Advanced Plasma Energy
Advanced Energy Generation Division Advanced Plasma Energy Research Section
Professor : Kazunobu NAGASAKI
Associate Professor : Shinji KOBAYASHI
Assistant Professor : Shinichiro INAGAKI
High-power microwave systems, high-power neutral beam injection for plasma heating and current drive, and plasma diagnostics using microwaves, beam emission spectroscopy, and X-rays are being developed by controlling charged particles and electromagnetic fields
http://www.iae.kyoto-u.ac.jp/plasma/en/index_E.html
Development of Advanced Energy by electromagnetic waves and particle beams
Advanced and innovative control methods for the collective behavior of charged particles are being developed in this research section to bring enormous contributions to human beings. Emphasized are particularly studies of nonlinear interactions between charged particles and electromagnetic fields. Production, heating, current drive, and MHD suppression of fusion plasmas by electron cyclotron resonance are studied by using high-power microwave sources such as magnetrons and gyrotrons and a neutral beam injection system. The application of microwaves is also targeted for developing heating and current drive systems. A neutral beam injection system based on high-power hydrogen ion sources is used for an attractive scheme for the sustainment of high-density plasmas and an effective active actuator of momentum and plasma current, which enables us to control the plasma transport to a preferable plasma confinement condition. To optimize magnetic configuration in helical devices, we originally designed and constructed an advanced helical device, Heliotron J, at Kyoto University. In the Heliotron J device, we have also been developing plasma diagnostics such as radiometers, reflectometers, and active beam spectroscopic systems (charge-exchange recombination spectroscopy and beam emission spectroscopy) to understand the heat, momentum, and particle transport. Particle and heat transport in magnetically confined plasmas are studied by computational simulation using transport analysis codes based on heat absorption profile calculations.
Neutral beam injection system and active beam spectroscopy for Heliotron J
Two beamlines of the neutral beam injection system have a maximum applied voltage of 30 kV and a maximum injection power of 0.7 MW, respectively. Active beam spectroscopy, charge exchange, and beam emission spectroscopies are being developed to obtain the spatiotemporal structure of density, temperature, and flow velocity and their fluctuations.

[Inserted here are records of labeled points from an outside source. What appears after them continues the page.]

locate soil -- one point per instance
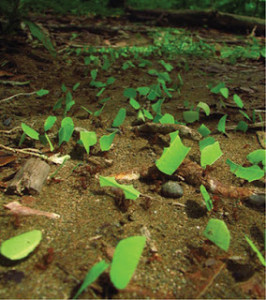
(183, 264)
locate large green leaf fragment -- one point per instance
(106, 141)
(205, 107)
(173, 155)
(210, 154)
(125, 260)
(157, 106)
(191, 116)
(167, 119)
(30, 131)
(248, 173)
(88, 139)
(49, 122)
(257, 156)
(66, 130)
(221, 124)
(21, 245)
(217, 232)
(37, 32)
(92, 275)
(120, 117)
(129, 191)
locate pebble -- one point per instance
(172, 189)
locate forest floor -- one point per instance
(181, 263)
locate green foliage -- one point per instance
(22, 245)
(217, 232)
(129, 191)
(206, 198)
(248, 173)
(173, 155)
(210, 151)
(120, 117)
(91, 276)
(255, 249)
(106, 141)
(125, 260)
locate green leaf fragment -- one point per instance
(125, 260)
(88, 139)
(120, 117)
(257, 156)
(210, 153)
(130, 93)
(21, 245)
(41, 93)
(49, 122)
(248, 173)
(134, 103)
(167, 119)
(221, 124)
(217, 232)
(205, 107)
(204, 130)
(143, 91)
(76, 86)
(129, 191)
(92, 275)
(217, 88)
(106, 141)
(66, 130)
(256, 250)
(224, 92)
(30, 131)
(173, 155)
(191, 116)
(238, 101)
(206, 198)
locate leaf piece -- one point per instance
(217, 232)
(30, 131)
(248, 173)
(120, 117)
(173, 155)
(129, 191)
(255, 249)
(210, 153)
(221, 124)
(88, 139)
(205, 107)
(125, 260)
(92, 275)
(49, 122)
(106, 141)
(21, 245)
(206, 197)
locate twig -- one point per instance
(17, 95)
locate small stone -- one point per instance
(172, 189)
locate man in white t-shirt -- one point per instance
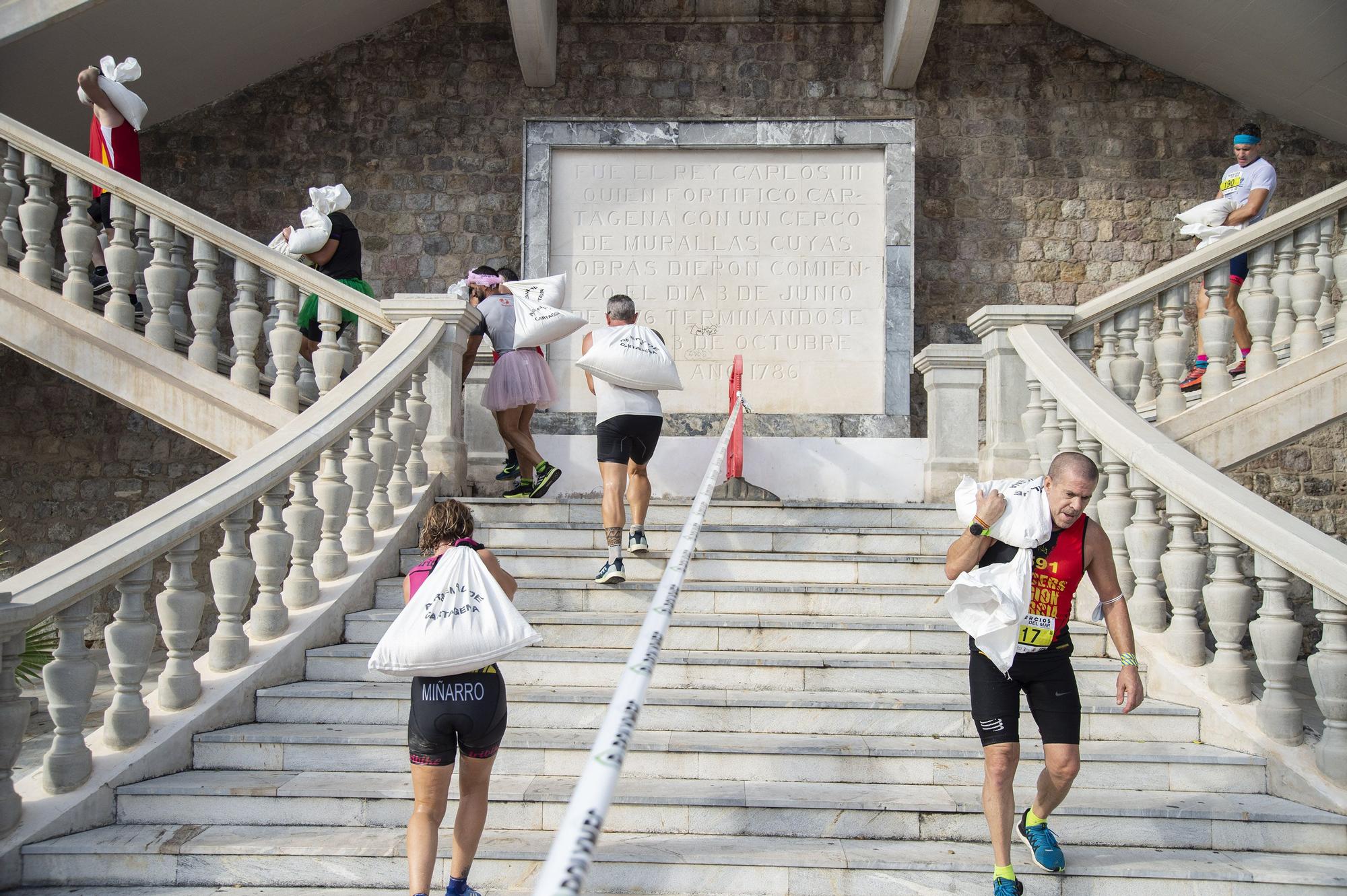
(1251, 182)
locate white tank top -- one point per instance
(615, 401)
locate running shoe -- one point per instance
(614, 572)
(1043, 844)
(548, 474)
(1194, 380)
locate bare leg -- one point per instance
(475, 781)
(430, 790)
(1000, 762)
(1061, 770)
(638, 493)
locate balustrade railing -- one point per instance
(188, 272)
(324, 485)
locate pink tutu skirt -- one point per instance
(519, 378)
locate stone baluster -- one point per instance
(285, 347)
(1185, 568)
(360, 470)
(178, 315)
(131, 637)
(1031, 421)
(1276, 637)
(122, 259)
(1050, 435)
(14, 719)
(1127, 366)
(1260, 306)
(304, 521)
(1146, 539)
(1284, 252)
(1329, 672)
(1325, 261)
(1341, 273)
(204, 299)
(1116, 513)
(1171, 354)
(1306, 285)
(328, 358)
(418, 409)
(1218, 330)
(69, 680)
(160, 283)
(335, 497)
(37, 215)
(269, 324)
(11, 195)
(383, 451)
(79, 238)
(1108, 351)
(270, 545)
(180, 606)
(1147, 351)
(231, 576)
(246, 320)
(402, 428)
(145, 253)
(1229, 605)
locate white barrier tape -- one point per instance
(572, 855)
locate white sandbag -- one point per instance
(539, 324)
(632, 357)
(550, 291)
(112, 82)
(1026, 522)
(459, 621)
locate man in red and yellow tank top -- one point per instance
(114, 143)
(1042, 668)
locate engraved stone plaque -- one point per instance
(774, 253)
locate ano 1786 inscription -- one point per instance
(777, 254)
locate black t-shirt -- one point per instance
(346, 261)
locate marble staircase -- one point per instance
(808, 732)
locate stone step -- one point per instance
(727, 565)
(740, 670)
(662, 864)
(723, 513)
(721, 711)
(751, 808)
(733, 633)
(786, 599)
(826, 540)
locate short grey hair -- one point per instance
(622, 307)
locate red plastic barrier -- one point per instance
(735, 454)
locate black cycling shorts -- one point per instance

Performance improvement of magnetically confined plasmas by control and suppression of instabilities
Based on experimental and numerical studies, we aim to have good plasma confinement utilizing the control and suppression of several kinds of unfavorable instabilities in high-temperature plasmas. In particular, we are interested in the resonant wave-particle interaction, which leads to risky degradation in fusion plasmas and is commonly observed in nature.
High-power microwave source "Gyrotron"
A gyrotron produces a Gaussian-shaped microwave beam of 70 GHz 500 kW power, which is used for the production, heating, and current drive of fusion plasmas.
Analysis of Plasma Structures and MHD Instabilities using X-ray Measurements
We investigate the structure and internal profiles of plasmas by measuring and analyzing X-ray emissions from high-temperature plasmas. Plasma deformation phenomena occur spontaneously due to MHD instabilities, and understanding these mechanisms is crucial for maintaining plasma stability and achieving improved confinement. In particular, we develop a three-dimensional reconstruction method for plasmas using X-ray imaging measurements. By comparing this with 3D equilibrium and analyzing fluctuation structures, we aim to contribute to a better understanding of the physical mechanisms and the establishment of control methods.